Unfortunately, just as she was transitioning to her collegiate career, the onset of the COVID-19 pandemic disrupted her plans and her steady ascent in the game. Undeterred, Kang Yi trained tirelessly on her own and with Team Jumpshot as she strove to stay game-ready for the next opportunity that might arrive. No longer that hesitant and bashful child, the 20-year-old dove headfirst into the 3×3 game when she realised that the condensed format could provide more playing opportunities in the era of social distancing and group size limitations. By doing so, she had the chance to compete at the FIBA 3×3 Basketball Thai Super League in Ayutthaya, Thailand, going up and holding her own against regional powerhouses. She was also a national representative at the 2022 ASEAN University Games in Ubon Ratchathani, Thailand, as she honed her skills with the aim of representing the Singapore Women’s National Team in the 2023 SEA Games.
Through these experiences, Kang Yi has emerged as a tougher competitor and person. As one of the top prospects in the local hoop scene, she is not willing to settle for following the usual ‘star trajectory’ in her playing days ahead. Instead, she has set herself the lofty goal of becoming the first female professional basketball player in Singapore, despite the lack of a professional local league or even team. Under these circumstances, Kang Yi dares to dream, and is willing to leave her nest to pursue further opportunities. By engaging a personal trainer and a professional nutritionist, and by working on her perimeter game on both offense and defence in adapting to the fast-paced modern game and to size disadvantages on the international stage, she has shown that she is ready to do whatever it takes to reach the next level.

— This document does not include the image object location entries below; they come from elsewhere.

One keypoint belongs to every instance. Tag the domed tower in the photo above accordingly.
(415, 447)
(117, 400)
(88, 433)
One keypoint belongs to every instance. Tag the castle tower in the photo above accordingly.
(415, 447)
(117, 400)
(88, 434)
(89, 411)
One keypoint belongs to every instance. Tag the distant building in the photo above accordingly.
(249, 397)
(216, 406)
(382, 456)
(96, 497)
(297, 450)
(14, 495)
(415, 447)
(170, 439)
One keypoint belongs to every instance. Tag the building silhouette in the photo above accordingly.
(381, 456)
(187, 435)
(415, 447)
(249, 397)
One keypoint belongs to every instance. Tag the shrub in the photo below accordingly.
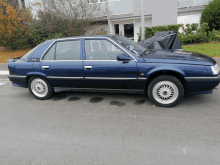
(150, 31)
(211, 15)
(14, 26)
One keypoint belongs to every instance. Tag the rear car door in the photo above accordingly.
(63, 64)
(102, 70)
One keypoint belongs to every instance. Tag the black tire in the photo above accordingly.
(47, 94)
(155, 94)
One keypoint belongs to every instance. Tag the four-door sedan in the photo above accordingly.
(113, 63)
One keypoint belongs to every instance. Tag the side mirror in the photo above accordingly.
(123, 57)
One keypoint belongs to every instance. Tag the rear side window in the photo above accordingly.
(68, 50)
(50, 54)
(28, 54)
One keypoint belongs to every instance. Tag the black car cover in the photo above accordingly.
(162, 40)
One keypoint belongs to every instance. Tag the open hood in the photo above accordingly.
(180, 57)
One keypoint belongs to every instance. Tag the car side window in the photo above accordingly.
(101, 50)
(50, 54)
(68, 50)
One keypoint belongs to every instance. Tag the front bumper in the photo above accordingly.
(18, 80)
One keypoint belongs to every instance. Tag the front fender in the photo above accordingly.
(36, 74)
(166, 68)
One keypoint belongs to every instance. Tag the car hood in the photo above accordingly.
(181, 57)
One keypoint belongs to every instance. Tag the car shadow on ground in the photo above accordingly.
(115, 99)
(119, 99)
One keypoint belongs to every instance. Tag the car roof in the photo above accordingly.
(95, 36)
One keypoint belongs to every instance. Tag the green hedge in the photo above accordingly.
(190, 34)
(150, 31)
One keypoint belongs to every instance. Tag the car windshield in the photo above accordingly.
(135, 48)
(25, 57)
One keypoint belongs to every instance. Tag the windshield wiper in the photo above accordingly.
(144, 52)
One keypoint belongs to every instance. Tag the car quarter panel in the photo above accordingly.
(187, 72)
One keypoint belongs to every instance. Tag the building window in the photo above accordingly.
(129, 30)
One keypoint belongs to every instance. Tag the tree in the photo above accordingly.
(14, 25)
(211, 15)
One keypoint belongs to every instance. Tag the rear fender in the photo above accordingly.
(165, 68)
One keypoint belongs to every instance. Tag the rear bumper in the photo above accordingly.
(17, 80)
(202, 84)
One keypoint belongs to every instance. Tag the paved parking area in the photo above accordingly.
(104, 128)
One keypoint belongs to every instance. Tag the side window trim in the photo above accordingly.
(104, 39)
(77, 39)
(121, 48)
(55, 51)
(49, 48)
(55, 43)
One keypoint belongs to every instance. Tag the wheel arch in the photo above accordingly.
(174, 73)
(38, 74)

Wherever this next level may be, Kang Yi is up for the challenge. The power of the game and her passion for it have combined to let her discover her self-identity and to push through preconceived boundaries and limitations. No matter where the journey may take her, she is ready to script and savour her future chapters, every step of the way. What are you working on? Kang Yi is working on her mental game, to push past her mental and physical boundaries, and she is getting better, every single day.